SERANG, RUBRIKBANTEN – Gubernur Banten Andra Soni menegaskan komitmennya untuk mencari solusi atas terhentinya mekanisme Pembayaran Jasa Lingkungan Hidup (PJLH) di Daerah Aliran Sungai (DAS) Cidanau akibat perbedaan kebijakan antarkementerian. Ia menilai penyelarasan kebijakan menjadi langkah penting agar konservasi lingkungan dan kesejahteraan masyarakat hulu tetap terjaga.
Komitmen itu disampaikan Gubernur Andra Soni saat menerima audiensi Direktur Eksekutif Rekonvasi Bhumi Nana Prayatna Rahadian bersama jajaran Forum Komunikasi DAS Cidanau (FKDC) di ruang rapat terbatas Kantor Gubernur Banten, Kawasan Pusat Pemerintahan Provinsi Banten (KP3B), Kota Serang, Selasa (14/10/2025).
Dalam pertemuan tersebut, dibahas kendala pengelolaan DAS Cidanau yang muncul akibat perbedaan kebijakan antara Kementerian Lingkungan Hidup dan Kehutanan (KLHK) serta Kementerian Pekerjaan Umum dan Perumahan Rakyat (PUPR).
“Saya minta jajaran Pemprov Banten membuat surat kepada Menteri PU melalui Sekjen agar bisa diatur pertemuan, karena tujuannya menjaga ketersediaan air dan cagar alam,” tegas Gubernur Andra Soni.

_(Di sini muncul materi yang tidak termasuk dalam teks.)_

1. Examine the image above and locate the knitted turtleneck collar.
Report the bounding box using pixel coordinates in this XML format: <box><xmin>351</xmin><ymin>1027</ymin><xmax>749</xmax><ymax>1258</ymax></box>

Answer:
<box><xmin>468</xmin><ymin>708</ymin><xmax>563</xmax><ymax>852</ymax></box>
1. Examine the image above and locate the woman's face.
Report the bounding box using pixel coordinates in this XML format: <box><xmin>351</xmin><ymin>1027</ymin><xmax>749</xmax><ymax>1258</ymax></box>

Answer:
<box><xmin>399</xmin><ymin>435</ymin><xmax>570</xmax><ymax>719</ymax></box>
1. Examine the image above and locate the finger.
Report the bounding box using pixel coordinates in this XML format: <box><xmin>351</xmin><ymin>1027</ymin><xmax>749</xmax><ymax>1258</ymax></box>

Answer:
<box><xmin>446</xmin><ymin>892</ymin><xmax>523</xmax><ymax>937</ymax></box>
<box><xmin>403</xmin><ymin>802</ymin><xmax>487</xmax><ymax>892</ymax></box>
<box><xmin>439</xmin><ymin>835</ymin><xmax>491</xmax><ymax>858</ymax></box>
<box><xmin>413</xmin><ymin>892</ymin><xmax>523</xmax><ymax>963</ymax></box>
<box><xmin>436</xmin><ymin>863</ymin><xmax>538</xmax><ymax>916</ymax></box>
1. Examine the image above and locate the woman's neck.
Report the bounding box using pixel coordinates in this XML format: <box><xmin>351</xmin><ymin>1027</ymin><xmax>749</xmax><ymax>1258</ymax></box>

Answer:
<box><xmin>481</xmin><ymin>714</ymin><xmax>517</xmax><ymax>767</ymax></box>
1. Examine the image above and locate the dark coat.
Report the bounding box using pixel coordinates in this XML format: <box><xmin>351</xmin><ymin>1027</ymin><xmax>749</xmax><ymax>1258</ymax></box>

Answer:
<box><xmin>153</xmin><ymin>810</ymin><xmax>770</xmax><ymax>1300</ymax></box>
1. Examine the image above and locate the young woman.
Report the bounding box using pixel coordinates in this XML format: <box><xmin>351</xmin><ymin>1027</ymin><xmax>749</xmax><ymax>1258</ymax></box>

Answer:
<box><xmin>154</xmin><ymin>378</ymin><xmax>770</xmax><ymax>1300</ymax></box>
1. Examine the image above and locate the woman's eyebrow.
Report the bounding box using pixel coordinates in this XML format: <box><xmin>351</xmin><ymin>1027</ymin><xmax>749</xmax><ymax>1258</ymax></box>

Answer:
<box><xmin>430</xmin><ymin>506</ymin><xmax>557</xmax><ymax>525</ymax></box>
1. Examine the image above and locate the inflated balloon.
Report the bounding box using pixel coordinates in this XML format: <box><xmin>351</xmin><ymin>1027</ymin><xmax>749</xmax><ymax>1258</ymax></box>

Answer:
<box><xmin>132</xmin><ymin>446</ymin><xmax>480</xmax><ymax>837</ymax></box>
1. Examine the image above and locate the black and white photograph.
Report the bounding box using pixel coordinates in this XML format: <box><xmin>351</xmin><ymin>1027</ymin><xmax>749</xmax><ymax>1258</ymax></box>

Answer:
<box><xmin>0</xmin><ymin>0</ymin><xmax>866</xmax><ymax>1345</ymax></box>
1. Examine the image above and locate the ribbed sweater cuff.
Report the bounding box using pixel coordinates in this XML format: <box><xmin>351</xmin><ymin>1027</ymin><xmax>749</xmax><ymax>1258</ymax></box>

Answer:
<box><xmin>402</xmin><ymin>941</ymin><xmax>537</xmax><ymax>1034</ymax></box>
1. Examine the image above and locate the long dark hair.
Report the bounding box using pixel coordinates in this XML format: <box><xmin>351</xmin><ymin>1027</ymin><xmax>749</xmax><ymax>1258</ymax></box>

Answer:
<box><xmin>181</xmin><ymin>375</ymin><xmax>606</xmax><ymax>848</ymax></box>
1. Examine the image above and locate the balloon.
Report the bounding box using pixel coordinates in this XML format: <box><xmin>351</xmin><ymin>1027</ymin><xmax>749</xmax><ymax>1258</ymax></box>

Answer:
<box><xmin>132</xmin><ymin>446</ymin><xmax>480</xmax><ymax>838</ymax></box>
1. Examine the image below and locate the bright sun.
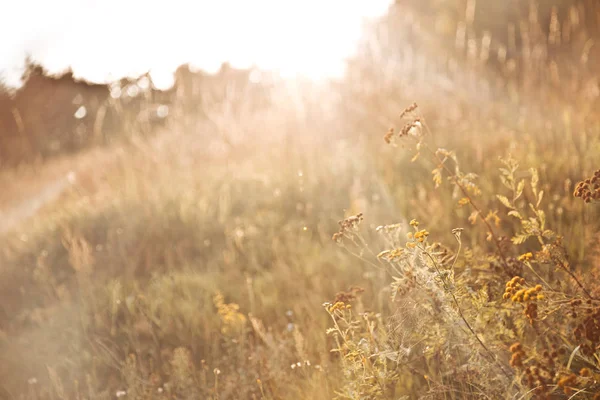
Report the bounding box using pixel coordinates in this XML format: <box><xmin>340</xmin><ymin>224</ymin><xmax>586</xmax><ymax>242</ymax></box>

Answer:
<box><xmin>0</xmin><ymin>0</ymin><xmax>390</xmax><ymax>88</ymax></box>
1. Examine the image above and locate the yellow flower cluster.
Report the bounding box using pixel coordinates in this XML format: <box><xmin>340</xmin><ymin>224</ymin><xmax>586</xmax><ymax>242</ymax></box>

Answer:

Gubernur juga menyatakan keinginannya untuk meninjau langsung kondisi lapangan di kawasan Cidanau. Ia ingin melihat secara langsung bagaimana pengelolaan sumber daya air dari danau purba tersebut.
“Tolong ajak saya ke sana. Kalau saya bisa melihat sendiri, minimal saya bisa berbicara langsung kepada menteri. Kita agendakan bersama,” ujarnya.
Menurut Andra Soni, persoalan ini tidak hanya soal regulasi, tetapi juga tentang bagaimana menjaga perilaku baik masyarakat hulu yang selama ini menjadi penjaga kelestarian alam.
“Saya khawatir kalau ini tidak segera diselesaikan, pola kebiasaan masyarakat yang sudah terbangun justru rusak,” ungkapnya.
Gubernur berharap, komunikasi antara Pemprov Banten dan kementerian terkait dapat menghasilkan sinergi kebijakan yang adil dan berkelanjutan, agar mekanisme PJLH dan Biaya Jasa Penggunaan Sumber Daya Air (BJPSDA) dapat berjalan seimbang tanpa saling meniadakan.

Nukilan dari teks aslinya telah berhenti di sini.